C'est des fulgurances qui parcourent son corps de temps à autre.

Il est tiraillé.

Et sa chair qui n'en est pas une devient une prison.

Il se sent vivant. Désagréablement vivant

Car Manwë ne vit pas.

Il existe.

Il n'est pas né.

Il ne mourra pas.

Il est là.

Immuable

(il dirait bien éternel mais seul Iluvatar l'est)

Manwë Sulimo au souffle pur.

Son essence est celle d'un voile.

Et en des jours pareils il n'est même plus capable de se rendre au dessus des étoiles.
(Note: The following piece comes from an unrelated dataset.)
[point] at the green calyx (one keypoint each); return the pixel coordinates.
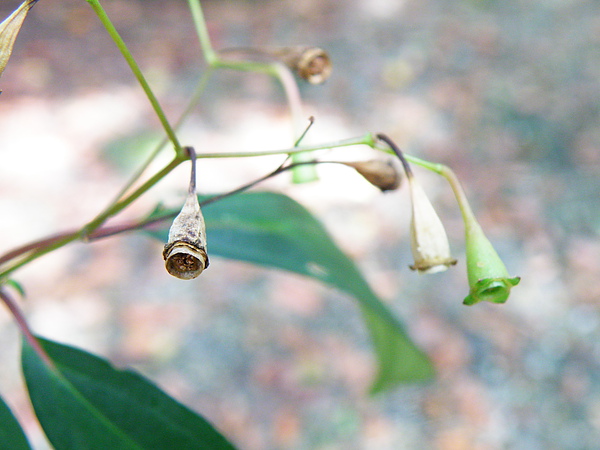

Les voix des Elfes et de Hommes y portent.

Ils montent au ciel

Sur l'aile des chants

Mieux que Manwë Sulimo lui-même.

Ils touchent les Étoiles et y restent suspendus.

Ou bien ils tombent pour mieux remonter.

Ils sont jeunes

Ils sont beaux

Ils sont légers.

Et Manwë qui les a vu naître,

Qui les a vu mourir,

Qui a vu leurs pères et les pères de leurs pères,

Qui a vu leurs fils et les fils de leurs fils,

Manwë se sent cloué au sol.

Il se sent lourd.

Il se sent vieux.

oOoOoO

Parfois Manwë se sent envieux.

Pas tant jaloux qu'envieux

De ces monte-en-l'air qui côtoient les étoiles.
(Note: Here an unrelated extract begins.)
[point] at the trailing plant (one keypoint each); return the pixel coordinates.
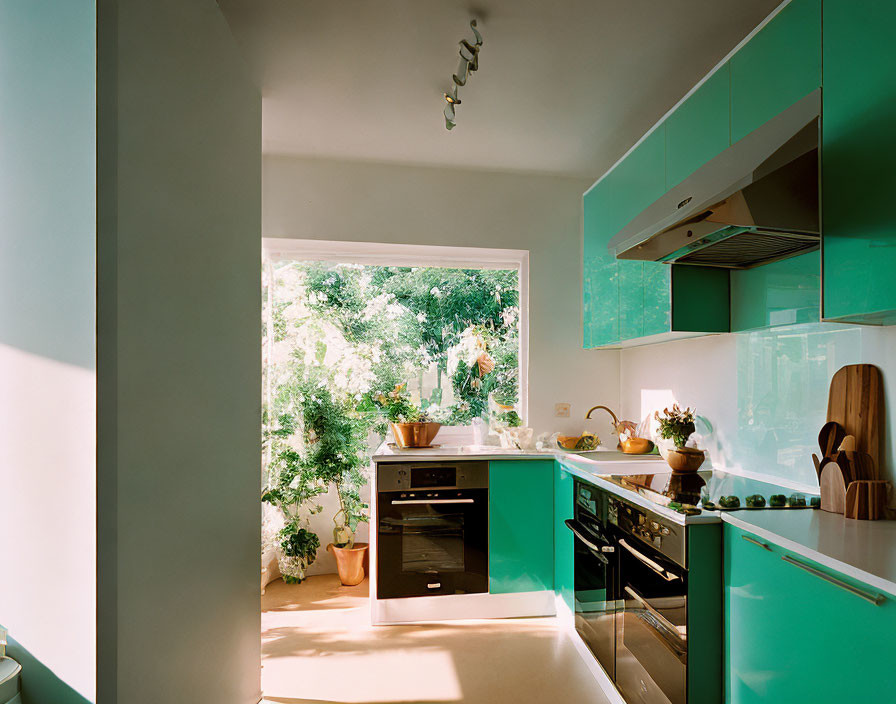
(676, 424)
(335, 441)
De ceux qui vivent. Leur épaisseur fait leur force. Ils laissent leur empreinte dans la Terre.

Les Enfants d'Iluvatar. Ses égaux.

Il n'a pas vraiment de pouvoir sur eux. Juste l'ascendant que lui donne son aînesse.

Manwë Sulimo, qui siège vêtu de saphir

L' Ancien Roi.

Ancien, c'est sans appel

Et Manwë se sent comme une relique du passé.

Ancien

Qui s'en souvient?

Les Hommes oublient.

Les Elfes contestent.

C'est facile pour eux.

Mortels et Immortels, leur existence est un défi.

Manwë n'a rien à prouver.

Manwë ne peut rien prouver.

Il ne mettra jamais les pieds en Terre du Milieu.

Il l'a construite mais il n'ira jamais.

Ce n'est pas lui qui peut tout abandonner pour partir à l'autre bout du monde.

Ce n'est pas lui qui peut renoncer à tout ce qu'il possède pour l'amour d'une femme.

Ce n'est pas lui qui ira se battre, défier l'ennemi, défier soi-même.

Oh ne croyez pas que c'est parce qu'ils le veulent que les Valar n'interviennent pas.

Ils en souffrent.

C'est comme être assis derrière une fenêtre et regarder toute la vie se dérouler dehors.

C'est être enchainé sur sa chaise et ne pas pouvoir courir à l'extérieur.

Finalement, ce n'est pas contre les Exilés que les Valar ont fortifié les Terres. C'est contre eux même.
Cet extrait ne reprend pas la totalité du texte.